Full disclosure; I am a Jarvis Landry truther. He’s been a major contributor to my success over the course of the last two seasons and I can’t help but like the guy. He impressed me in college and was a member of a number of my NCAA DFS lineups. Perhaps, I have an emotional attachment to him but I just don’t hate him as much as the majority of Fantasy Twitter.
To be clear, much of this hate stems from Landry’s current ADP of 23 overall in PPR leagues. The crazy thing, however, is that Landry is the 18th receiver off the board. This means that only 5 non WRs are being selected prior to him. This makes me question if his detractors are really against him or simply against taking a WR of his caliber so early in drafts. Of course, it’s not that simple. Some believe that sophomore receiver DeVante Parker could emerge as Miami’s main target in the passing game. Further, Landry’s dependence on volume has been cited time and again as a reason to be leery of his 2016 prospects.
To put things in context, here’s an overview of how Landry has performed in his two NFL seasons courtesy of the Research Dashboard.
Landry finished as the 11th ranked receiver in 2015 PPR leagues and even finished as WR15 in standard. Of course, some of this may have to do with the fact that he played in all 16 games. If we instead look at ranks based on points per game for all receivers that were in action for more than eight, Landry ranks 12th in PPR and 22nd in standard. That’s really not too bad. In fact, that’s pretty darn good and firmly surpassed 2015 preseason expectations. Some regression has been built into his 2016 pricing.
As I alluded to earlier, a legitimate concern surrounding Landry’s 2016 prospects is the emergence of DeVante Parker. Clearly, Parker is the more physically gifted player as evidenced by Player Profiler.
There’s no denying that Parker has a much better chance of being the Dolphins prototypical WR1. However, Landry is no stranger to sharing the field with talented players. As you can see, he held his own while at LSU competing for targets with Odell Beckham Jr.

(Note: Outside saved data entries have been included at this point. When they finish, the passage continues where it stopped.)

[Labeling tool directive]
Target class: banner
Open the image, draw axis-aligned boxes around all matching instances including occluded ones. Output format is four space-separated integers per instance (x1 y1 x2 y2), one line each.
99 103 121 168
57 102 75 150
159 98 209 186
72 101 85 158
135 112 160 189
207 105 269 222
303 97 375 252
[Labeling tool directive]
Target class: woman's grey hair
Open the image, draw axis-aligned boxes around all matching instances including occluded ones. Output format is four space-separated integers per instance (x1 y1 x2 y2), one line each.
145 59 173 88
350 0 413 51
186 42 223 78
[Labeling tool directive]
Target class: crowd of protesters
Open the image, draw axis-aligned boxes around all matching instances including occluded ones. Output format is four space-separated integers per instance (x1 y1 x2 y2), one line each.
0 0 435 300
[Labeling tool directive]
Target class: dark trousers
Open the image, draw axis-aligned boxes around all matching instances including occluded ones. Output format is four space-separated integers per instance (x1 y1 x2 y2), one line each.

|2013||Odell Beckham Jr.||59||1152||19.5||8|
|2012||Odell Beckham Jr.||43||713||16.6||2|
So there’s hope that each player will carve out their niche and Landry will remain a key component of the Dolphins offense as a solid possession receiver. Further, thanks to the Rotoviz Game Splits App, we can see that Landry was not impeded when Parker was in the lineup. In fact, his targets and points per game increased. Some of this was likely due to factors such as schedule and game flow, but nonetheless it’s noteworthy.

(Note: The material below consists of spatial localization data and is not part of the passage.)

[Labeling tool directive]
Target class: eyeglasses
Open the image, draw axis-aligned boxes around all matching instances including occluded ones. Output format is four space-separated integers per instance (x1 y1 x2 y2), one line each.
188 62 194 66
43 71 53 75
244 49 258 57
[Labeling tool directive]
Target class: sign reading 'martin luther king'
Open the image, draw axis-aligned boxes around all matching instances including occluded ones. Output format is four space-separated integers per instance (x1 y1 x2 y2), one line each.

The biggest argument against Landry is his dependency on volume as he is inefficient across a number of metrics, posts low yards per catch and does not accrue many touchdowns. The Dolphins attempted 40 passes a game during those in which both receivers played. This gave Landry a market share of 30 percent and Parker 15 percent. Let’s lower that rate and pretend that in 2016 the team posts 600 attempts and that the two receivers earn an equal distribution of the total share they commanded in ’15. That would provide each with 135 targets.

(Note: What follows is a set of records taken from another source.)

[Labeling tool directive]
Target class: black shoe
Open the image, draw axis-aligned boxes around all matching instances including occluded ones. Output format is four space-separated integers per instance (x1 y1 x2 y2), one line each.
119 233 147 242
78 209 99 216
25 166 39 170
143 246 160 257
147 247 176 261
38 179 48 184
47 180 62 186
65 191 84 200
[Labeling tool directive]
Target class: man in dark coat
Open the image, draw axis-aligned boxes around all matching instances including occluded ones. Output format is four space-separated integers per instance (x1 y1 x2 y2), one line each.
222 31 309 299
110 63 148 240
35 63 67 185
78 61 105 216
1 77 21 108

Clearly, this would be a bit of a drop from 2015 levels, there’s no denying that. However, last year this total would have been 14th among receivers and allowed Landry to finish somewhere close to WR18. Though he only averaged 1.6 points per target, this would translate to 218 PPR points given our assumed target total. Sammy Watkins matched this total last season and finished as WR20.
The other thing that we need to consider is that as Parker continues to develop and if rookie Leonte Carroo can be a modest contributor, the Dolphins may be able to allow Landry to focus on what he does best; being one of the best slot/possession receivers in the league. Not this would greatly increase his yards per reception, but it could provide a boost to some efficiency based metrics.
At the end of the day, I understand the concerns. However, I don’t think that his overall usage will drop to levels where his lack of efficiency becomes a problem. Landry has been solid at providing the Dolphins production within the role they will be asking him to fill. Parker has boosted his production and there’s the possibility that new offensive coordinator Adam Gase can make Ryan Tannehill a better passer.
No, Landry is not a top 10 receiver and 2015 could possibly go down as the best fantasy season of his career. But, I do believe that his pricing makes more sense than many believe. If you think that a WR20 type of player has no business being drafted near the round 2/3 turn that’s fine. Just remember, that a WR18 finish for Landry isn’t an entirely ludicrous projection. I will concede, however, that his upside is likely limited.